The Honouring of Horemheb

Dimensions: 86 × 109 × 19.5 cm
From the Tomb of Horemheb at Saqqara. Now at the Rijksmuseum van Oudheden. H.III.PPPP
This finely carved limestone relief once adorned the tomb chapel of Horemheb, at a time when he was still a general serving under Tutankhamun. It records a moment of high ceremonial theatre, showcasing Horemheb’s huldiging, or formal honouring, for military and diplomatic success.
At the centre, attendants place heavy gold collars around Horemheb’s neck. This is the celebrated “Gold of Honour” (nbw n ḥswt); not a casual gift, but Ancient Egypt’s highest royal reward for loyal service. Such collars, often fashioned from rows of gold beads or crescent-shaped plaques, proclaimed royal favour as visibly as a modern medal. To wear them was to be publicly marked as a man close to the king.
Behind the general stretches a long procession arranged in registers. Prisoners of war are deliberately carved with foreign features and dress, set apart from their Egyptian guards. Victory, order, and hierarchy are all rendered in stone.
Intriguingly, the royal uraeus cobra on Horemheb’s brow (the unmistakable sign of kingship) was added later, after he himself ascended the throne. The relief thus bridges two live; the decorated general and the future pharaoh.
The blocks to which this relief belongs were dispersed among museums in the 19th century, their original positions forgotten. Only in 1975 did excavations at Saqqara relocate Horemheb’s tomb, allowing scholars to reunite surviving blocks and restore the monument’s story. Casts of many fragments now stand once more in their original places, returning honour, rather fittingly, to the man who once received Egypt’s gold.
“Gold of Honour” (nbw n ḥswt)

In the glittering world of New Kingdom Egypt, kings bestowed upon their most loyal and extraordinary servants a spectacular token known to us as the “Gold of Honour” (nbw n ḥswt); a dazzling necklace or set of gold collars given as the highest royal reward.
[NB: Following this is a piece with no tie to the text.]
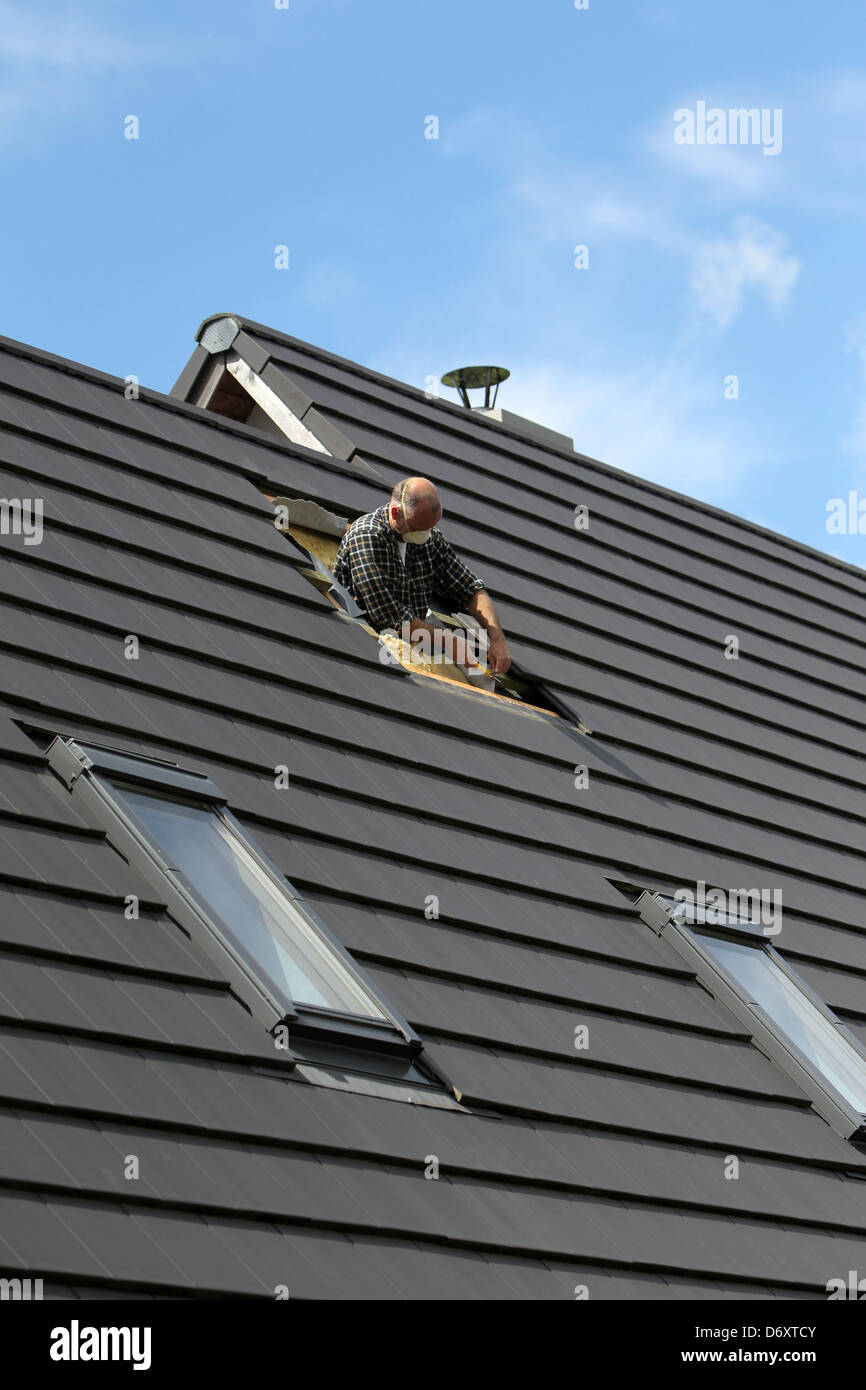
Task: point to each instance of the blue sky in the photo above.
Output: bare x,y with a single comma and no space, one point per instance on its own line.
306,127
Worn proudly around the neck like a gleaming badge of distinction, these gifts were typically crafted from pure gold beads or rings, sometimes arranged in multiple strands that caught the sun’s rays much as the wearer caught the king’s favour.
Gold itself was no ordinary metal in Ancient Egypt; it was considered the eternal “flesh of the gods,” the radiant substance of the sun-god Re, and a symbol of divine authority and everlasting life, prized above all other materials for its beauty and unchanging lustre.
The tradition of royal gifting with gold collars seems to have taken shape by the early 18th Dynasty, with perhaps the earliest shebyu collars (so called by the Egyptians) recorded in tomb inscriptions from the reign of Ahmose I.
What set the Gold of Honour apart was not just its lavish make but its royal presentation: it could only be received from the pharaoh himself in a public ceremony, and it didn’t confer a new title or office so much as signal a special personal bond and shared glory with the king.
Among a celebrated recipient was Parennefer, Royal Butler and close confidant of Akhenaten, who is depicted in his tomb at Amarna being adorned with many such gold collars; a visual pageant of royal esteem that turns each gleaming link into a story of service, loyalty and high honour.
Summary:
Limestone relief from the Tomb of Horemheb at Saqqara, depicting the then General and later King, as recieving the “Gold of Honour” (nbw n ḥswt)
New Kingdom, 18th Dynasty, c., 1333–1319 B.C.